Cependant, il était trop tard pour parler.
Soudain, un essaim de drones a encerclé le camp, et plus d'une douzaine de drones armés ont abattu l'ancien drone de Qin Cheng.
Qin Yiyi ressentit un pincement au cœur. Ces drones avaient été durement gagnés grâce au commerce de leurs proies. Grâce à eux, chacun pourrait enfin dormir sur ses deux oreilles après la chasse.
Qin Cheng prit une profonde inspiration et dit : « Levez les mains et n'essayez pas de résister. C'est la caravane de chasse d'automne des familles Li et Chen ; nous ne pouvons pas nous échapper. »
Personne dans le camp n'osait bouger. La douzaine environ d'avions de chasse Border-011 planaient autour d'eux, tels les avant-postes d'un convoi.
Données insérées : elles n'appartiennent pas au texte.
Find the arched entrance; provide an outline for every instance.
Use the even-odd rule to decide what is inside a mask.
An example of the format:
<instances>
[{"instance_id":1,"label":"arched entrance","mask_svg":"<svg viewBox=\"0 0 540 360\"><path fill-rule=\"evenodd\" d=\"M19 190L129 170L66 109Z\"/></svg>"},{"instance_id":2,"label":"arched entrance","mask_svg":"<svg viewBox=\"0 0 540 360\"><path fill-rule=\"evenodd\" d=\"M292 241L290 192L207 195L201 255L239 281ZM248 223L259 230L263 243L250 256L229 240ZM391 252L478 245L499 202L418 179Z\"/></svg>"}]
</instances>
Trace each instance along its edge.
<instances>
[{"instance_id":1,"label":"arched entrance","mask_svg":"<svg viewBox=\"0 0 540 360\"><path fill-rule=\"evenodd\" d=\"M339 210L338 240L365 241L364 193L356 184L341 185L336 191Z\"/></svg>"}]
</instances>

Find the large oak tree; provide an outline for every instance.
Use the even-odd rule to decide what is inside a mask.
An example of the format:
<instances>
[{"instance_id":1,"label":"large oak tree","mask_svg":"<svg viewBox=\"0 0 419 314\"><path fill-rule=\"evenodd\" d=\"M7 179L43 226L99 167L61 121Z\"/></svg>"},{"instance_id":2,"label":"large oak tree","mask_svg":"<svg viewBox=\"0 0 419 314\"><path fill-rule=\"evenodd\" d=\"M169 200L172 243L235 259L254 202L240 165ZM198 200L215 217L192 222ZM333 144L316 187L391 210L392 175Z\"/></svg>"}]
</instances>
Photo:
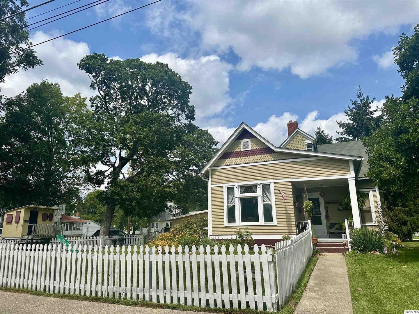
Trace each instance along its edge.
<instances>
[{"instance_id":1,"label":"large oak tree","mask_svg":"<svg viewBox=\"0 0 419 314\"><path fill-rule=\"evenodd\" d=\"M191 86L159 62L94 53L79 67L98 93L83 140L101 164L89 172L89 181L107 183L101 234L108 233L118 206L127 215L151 218L205 201L206 185L196 179L217 142L192 123Z\"/></svg>"}]
</instances>

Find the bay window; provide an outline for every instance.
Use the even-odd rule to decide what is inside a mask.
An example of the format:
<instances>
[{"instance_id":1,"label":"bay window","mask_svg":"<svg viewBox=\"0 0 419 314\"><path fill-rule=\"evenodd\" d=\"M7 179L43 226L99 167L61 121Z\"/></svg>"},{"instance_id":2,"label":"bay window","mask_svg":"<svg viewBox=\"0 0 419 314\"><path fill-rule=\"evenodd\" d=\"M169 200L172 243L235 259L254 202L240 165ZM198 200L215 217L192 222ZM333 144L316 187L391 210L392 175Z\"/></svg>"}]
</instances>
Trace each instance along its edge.
<instances>
[{"instance_id":1,"label":"bay window","mask_svg":"<svg viewBox=\"0 0 419 314\"><path fill-rule=\"evenodd\" d=\"M225 187L225 225L276 223L273 183Z\"/></svg>"}]
</instances>

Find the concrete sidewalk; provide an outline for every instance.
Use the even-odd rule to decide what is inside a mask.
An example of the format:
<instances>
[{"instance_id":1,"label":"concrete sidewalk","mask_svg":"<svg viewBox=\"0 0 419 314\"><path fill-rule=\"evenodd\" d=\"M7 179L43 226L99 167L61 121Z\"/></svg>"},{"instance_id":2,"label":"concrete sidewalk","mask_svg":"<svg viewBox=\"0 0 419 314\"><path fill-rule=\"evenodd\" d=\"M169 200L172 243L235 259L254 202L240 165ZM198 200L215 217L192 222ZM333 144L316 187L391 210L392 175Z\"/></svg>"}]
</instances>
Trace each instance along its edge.
<instances>
[{"instance_id":1,"label":"concrete sidewalk","mask_svg":"<svg viewBox=\"0 0 419 314\"><path fill-rule=\"evenodd\" d=\"M197 312L76 301L0 291L0 313L15 313L31 314L188 314ZM206 314L201 313L200 314Z\"/></svg>"},{"instance_id":2,"label":"concrete sidewalk","mask_svg":"<svg viewBox=\"0 0 419 314\"><path fill-rule=\"evenodd\" d=\"M321 256L294 314L352 314L348 271L341 254Z\"/></svg>"}]
</instances>

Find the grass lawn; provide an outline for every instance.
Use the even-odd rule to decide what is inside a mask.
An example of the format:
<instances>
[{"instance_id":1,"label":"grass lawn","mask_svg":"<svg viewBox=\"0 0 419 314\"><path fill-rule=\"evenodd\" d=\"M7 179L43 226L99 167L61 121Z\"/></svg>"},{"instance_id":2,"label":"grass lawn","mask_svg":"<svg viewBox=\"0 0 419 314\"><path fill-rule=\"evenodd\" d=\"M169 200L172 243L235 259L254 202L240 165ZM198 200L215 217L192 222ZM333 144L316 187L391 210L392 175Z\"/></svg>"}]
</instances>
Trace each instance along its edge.
<instances>
[{"instance_id":1,"label":"grass lawn","mask_svg":"<svg viewBox=\"0 0 419 314\"><path fill-rule=\"evenodd\" d=\"M404 244L398 255L346 255L354 314L419 310L419 242Z\"/></svg>"}]
</instances>

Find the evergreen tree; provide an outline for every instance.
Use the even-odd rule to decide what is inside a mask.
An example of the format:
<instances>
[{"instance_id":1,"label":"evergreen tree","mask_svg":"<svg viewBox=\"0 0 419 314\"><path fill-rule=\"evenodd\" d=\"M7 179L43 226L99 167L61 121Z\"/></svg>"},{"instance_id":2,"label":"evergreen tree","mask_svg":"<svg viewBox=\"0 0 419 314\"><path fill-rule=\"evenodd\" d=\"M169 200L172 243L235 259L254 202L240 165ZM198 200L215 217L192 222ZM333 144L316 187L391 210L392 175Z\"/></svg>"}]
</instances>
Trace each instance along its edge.
<instances>
[{"instance_id":1,"label":"evergreen tree","mask_svg":"<svg viewBox=\"0 0 419 314\"><path fill-rule=\"evenodd\" d=\"M333 142L332 136L326 133L324 129L320 126L317 127L317 129L314 132L314 137L318 145L331 144Z\"/></svg>"},{"instance_id":2,"label":"evergreen tree","mask_svg":"<svg viewBox=\"0 0 419 314\"><path fill-rule=\"evenodd\" d=\"M403 239L419 230L419 25L409 37L400 36L393 49L398 72L406 81L401 97L386 97L379 129L362 141L368 154L367 176L382 188L389 229Z\"/></svg>"},{"instance_id":3,"label":"evergreen tree","mask_svg":"<svg viewBox=\"0 0 419 314\"><path fill-rule=\"evenodd\" d=\"M347 106L344 110L348 121L336 121L338 126L342 129L341 131L336 131L341 136L336 139L336 142L359 140L379 127L382 116L375 116L378 109L372 108L375 100L375 98L370 99L370 95L365 94L360 88L357 90L357 99L350 99L351 106Z\"/></svg>"}]
</instances>

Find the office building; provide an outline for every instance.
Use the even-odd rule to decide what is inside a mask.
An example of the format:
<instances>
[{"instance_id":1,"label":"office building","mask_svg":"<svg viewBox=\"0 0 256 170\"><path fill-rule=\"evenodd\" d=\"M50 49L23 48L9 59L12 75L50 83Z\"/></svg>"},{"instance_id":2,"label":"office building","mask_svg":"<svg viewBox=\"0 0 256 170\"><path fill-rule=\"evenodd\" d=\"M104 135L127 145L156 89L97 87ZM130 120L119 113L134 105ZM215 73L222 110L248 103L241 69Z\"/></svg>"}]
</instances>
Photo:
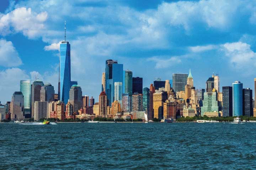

Qin Cheng et les autres étaient comme des agneaux menés à l'abattoir, levant les mains pour être abattus.
En un clin d'œil, le convoi venu du nord est arrivé à toute vitesse, ses énormes pneus soulevant des nuages de poussière au sol.
Qingchen et Li Shutong relevèrent le col de leur doudoune et observèrent en silence.
Li Shutong dit à voix basse : « Ne révèle pas ton identité pour l'instant. Je ne veux tuer personne. »
Qing Chen fixa son professeur d'un regard vide pendant un instant : «
...
»
Le convoi était composé de plus de 30 véhicules, dont 29 véhicules tout-terrain à roues surdimensionnées et 7 camionnettes servant de véhicules de ravitaillement, ce qui le rendait assez important.
Les orifices d'échappement d'un véhicule tout-terrain ne se trouvent pas à l'arrière du véhicule, mais plutôt verticalement de chaque côté de celui-ci.
Au milieu de la musique assourdissante, quelqu'un a appuyé sur l'accélérateur au point mort et a applaudi, tandis que des flammes jaillissaient soudainement des tuyaux d'échappement dressés de part et d'autre.